1. Can DLTs help implement a GRC programme better than other means?
   • A comparison report of DLT performance compared to the conventional means for implementing a GRC programme.
   • DLT solution(s) that assist with the implementation of a GRC programme in any given organisation.
2. Is there anything that can’t or should not be automated in the implementation?
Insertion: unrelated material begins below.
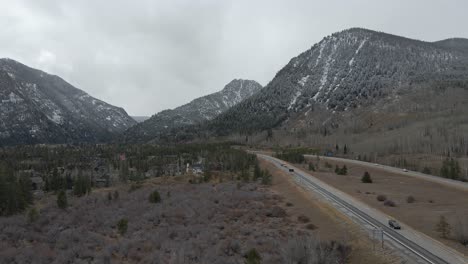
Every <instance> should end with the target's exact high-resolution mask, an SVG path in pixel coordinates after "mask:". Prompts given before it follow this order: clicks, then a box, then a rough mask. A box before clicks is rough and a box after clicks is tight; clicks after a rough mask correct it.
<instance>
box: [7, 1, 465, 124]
mask: <svg viewBox="0 0 468 264" xmlns="http://www.w3.org/2000/svg"><path fill="white" fill-rule="evenodd" d="M0 7H1V10H2V11H1V13H2V14H1V15H0V27H1V30H0V57H9V58H12V59H15V60H18V61H20V62H22V63H24V64H27V65H29V66H32V67H35V68H39V69H42V70H44V71H47V72H49V73H52V74H57V75H59V76H61V77H62V78H64V79H65V80H66V81H68V82H70V83H71V84H73V85H74V86H76V87H77V88H80V89H82V90H84V91H86V92H88V93H89V94H91V95H92V96H94V97H97V98H99V99H101V100H104V101H106V102H108V103H110V104H113V105H117V106H121V107H124V108H125V109H126V110H127V112H128V113H129V114H131V115H152V114H154V113H156V112H158V111H160V110H163V109H167V108H174V107H177V106H179V105H181V104H184V103H186V102H189V101H190V100H192V99H194V98H196V97H199V96H202V95H205V94H209V93H212V92H215V91H218V90H221V89H222V88H223V87H224V85H225V84H227V83H228V82H229V81H231V80H232V79H234V78H244V79H254V80H256V81H258V82H259V83H260V84H262V85H266V84H267V83H268V82H269V81H270V80H271V79H272V78H273V76H274V75H275V74H276V72H277V71H278V70H280V69H281V67H283V66H284V65H285V64H286V63H287V62H288V61H289V60H290V59H291V58H292V57H294V56H296V55H298V54H299V53H300V52H302V51H305V50H307V49H309V48H310V47H311V46H312V45H313V44H314V43H316V42H318V41H320V40H321V39H322V38H323V37H325V36H327V35H330V34H331V33H333V32H336V31H341V30H343V29H347V28H351V27H364V28H369V29H373V30H378V31H384V32H388V33H392V34H396V35H402V36H406V37H410V38H415V39H420V40H426V41H435V40H440V39H444V38H450V37H464V38H468V27H467V25H468V15H467V10H468V1H466V0H459V1H457V0H450V1H449V0H440V1H437V0H432V1H430V0H412V1H408V0H392V1H387V0H385V1H383V0H382V1H378V0H361V1H358V0H356V1H354V0H353V1H352V0H340V1H338V0H335V1H330V0H321V1H312V0H303V1H302V0H301V1H299V0H298V1H294V0H288V1H286V0H284V1H274V0H265V1H260V0H259V1H254V0H245V1H244V0H232V1H228V0H212V1H195V0H187V1H182V0H181V1H179V0H168V1H156V0H134V1H131V0H107V1H106V0H79V1H74V0H69V1H65V0H0Z"/></svg>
Why?
   • A breakdown on all items that can not be automated with in depth technical analysis as to why that is the case.
3. Are existing implementation solutions suitable or is there more work to be done?
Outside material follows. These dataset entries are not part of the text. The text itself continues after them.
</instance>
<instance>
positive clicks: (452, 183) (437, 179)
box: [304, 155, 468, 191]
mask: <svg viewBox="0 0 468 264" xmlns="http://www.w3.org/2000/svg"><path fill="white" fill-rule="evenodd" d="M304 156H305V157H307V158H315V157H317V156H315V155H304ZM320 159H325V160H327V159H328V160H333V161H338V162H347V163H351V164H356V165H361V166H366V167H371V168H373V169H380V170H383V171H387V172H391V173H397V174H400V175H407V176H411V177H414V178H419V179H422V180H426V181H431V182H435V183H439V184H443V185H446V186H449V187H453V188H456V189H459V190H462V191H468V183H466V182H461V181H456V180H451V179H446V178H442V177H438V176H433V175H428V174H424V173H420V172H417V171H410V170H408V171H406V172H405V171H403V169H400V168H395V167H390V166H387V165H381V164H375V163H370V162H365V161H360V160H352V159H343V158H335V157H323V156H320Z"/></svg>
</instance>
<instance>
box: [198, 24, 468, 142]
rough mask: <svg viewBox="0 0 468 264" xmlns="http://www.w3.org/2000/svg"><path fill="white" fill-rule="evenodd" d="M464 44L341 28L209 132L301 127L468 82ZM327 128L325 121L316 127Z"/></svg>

   • A definition on what is to be classified as “suitable”.
   • An outline of all that needs to be done to reach a suitable state.
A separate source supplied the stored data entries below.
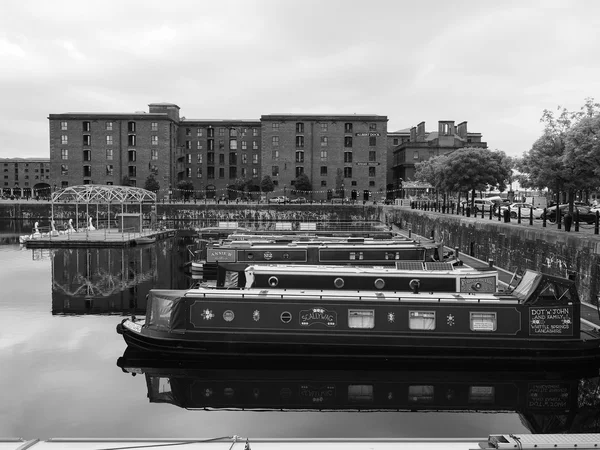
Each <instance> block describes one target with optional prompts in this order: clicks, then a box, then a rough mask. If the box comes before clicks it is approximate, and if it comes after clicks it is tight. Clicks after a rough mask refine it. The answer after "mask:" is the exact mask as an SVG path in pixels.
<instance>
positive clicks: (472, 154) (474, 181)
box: [438, 147, 512, 206]
mask: <svg viewBox="0 0 600 450" xmlns="http://www.w3.org/2000/svg"><path fill="white" fill-rule="evenodd" d="M445 157H446V158H447V159H446V161H445V163H444V169H443V171H442V173H441V175H442V180H441V182H440V184H439V185H440V186H441V187H442V188H443V189H444V190H446V191H454V192H461V191H467V192H469V191H470V192H471V193H472V195H471V206H473V205H474V200H475V192H476V191H483V190H487V189H489V188H496V189H498V190H499V191H500V192H502V191H504V190H505V189H506V182H507V180H508V179H509V178H510V177H511V176H512V161H511V160H510V158H508V157H507V156H506V154H505V153H504V152H503V151H500V150H495V151H492V150H489V149H485V148H474V147H465V148H459V149H457V150H455V151H453V152H452V153H450V154H448V155H445ZM438 158H439V157H438Z"/></svg>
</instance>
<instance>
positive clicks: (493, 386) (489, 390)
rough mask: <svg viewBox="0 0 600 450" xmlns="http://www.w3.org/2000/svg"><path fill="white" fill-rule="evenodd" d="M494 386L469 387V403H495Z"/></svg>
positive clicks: (477, 386) (494, 389)
mask: <svg viewBox="0 0 600 450" xmlns="http://www.w3.org/2000/svg"><path fill="white" fill-rule="evenodd" d="M495 396H496V391H495V389H494V386H469V403H494V398H495Z"/></svg>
4. What possible future technical developments need to be accounted for in the GRC space?
   • A list of future technical areas and a description on how they should be accounted for in the future.
5. Is machine learning the best way towards total zero trust security solutions?
   • A comparison report of ML performance compared to the conventional means for implementing zero trust security in an organisation’s network.
   • ML solution(s) that assist with the implementation of a zero trust security network in any given organisation.

Project Abstract

This project takes a look at how to automate the implementation of a programme of Cybersecurity governance, risk management and compliance in any given organisation through the use of Distributed Ledger Technologies. A comprehensive review of relevant and appropriate literature has been undertook to inform the knowledge contained within the report. Consideration has been given for Cybersecurity and governance frameworks, risk management frameworks as well as global laws and regulations. Generic security missions, visions and values have been outlined to better inform the identification of GRC requirements for any given organisation. Using various professional practices that dynamically apply to any given organisation, a plan is to be automatically outlined and executed to implement the aforementioned programme of Cybersecurity governance, risk management and compliance using Distributed Ledger Technologies.

The report has been broken down into several sections for this. These sections are the introduction, background research, Cybersecurity GRC requirements, implementation approach and conclusions. The introduction sets the scene for the project. Background research examines the legal and regulatory issues relevant to different kinds of organisations as well as governance and risk management frameworks that may be of assistance when implementing a programme of Cybersecurity governance, risk and compliance in the organisation. In the Cybersecurity GRC requirements section various kinds of organisations are introduced and so too are the GRC requirements of each kind of organisation. A description of how Cybersecurity governance, risk management and compliance could be implemented using Distributed Ledger Technologies in a given organisation type is covered in the implementation approach. Finally, the conclusion enumerates on the conclusions of this project.

The following frameworks are covered and implemented within this project to some extent; NIST, OSSTMM, PMMM, PMBoK, COBIT, ISO/IEC 27014:2020, National Cyber Security Strategy - Government of Ireland, NIST RMF, ISO/IEC 27005:2018, CMMC, GDPR, PCI DSS, ENISA Strategy, AT-101 (SOC2), ISO 9001:2015 and ISO/IEC 27001:- 2013.